Voilà un drôle de manière de vouloir la paix en multipliant des actes qui tranchent avec cette même paix ?

Même si la SELEKA essaie de justifier cette sorte de barbarie légalisée en accusant le Président BOZIZE de s’entêter, il n’en demeure pas moindre les concessions faites jusqu’alors par ce dernier pour préserver la paix dans le pays.

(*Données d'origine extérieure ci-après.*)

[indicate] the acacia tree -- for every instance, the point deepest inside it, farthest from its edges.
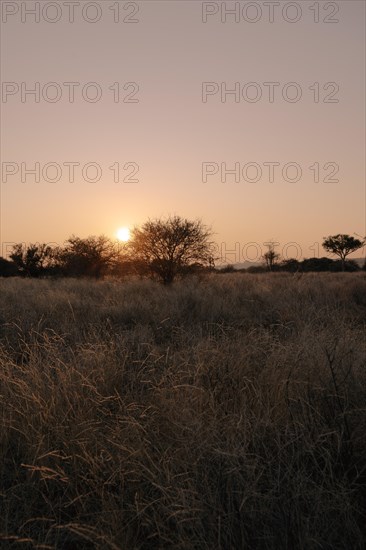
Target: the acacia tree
(89, 257)
(171, 247)
(31, 260)
(271, 256)
(342, 245)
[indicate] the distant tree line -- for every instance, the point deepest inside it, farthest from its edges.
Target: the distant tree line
(163, 249)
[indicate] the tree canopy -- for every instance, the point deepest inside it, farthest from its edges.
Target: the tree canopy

Cette poursuite des exactions contre des institutions et des civils par la SELEKA démontre les limites des Accords de Libreville, qui ne prévoyaient pas des mesures coerutives en cas de violations éventuelles. Le prétendu Conseil Suprême de la SELEKA a-t-il connaissance des dérives quotidiennes de ses troupes dans l’arrière pays ? Pourquoi légaliser le mal comme antidote à un quelconque comportement déviant qu’il soit du Président de la République ?

Les Accords précipités de Libreville commencent déjà à présenter leurs limites. Sur ce plan, ils apparaissent comme un chèque à blanc aux mains de la SELEKA qui continue de faire le beau et le mauvais temps.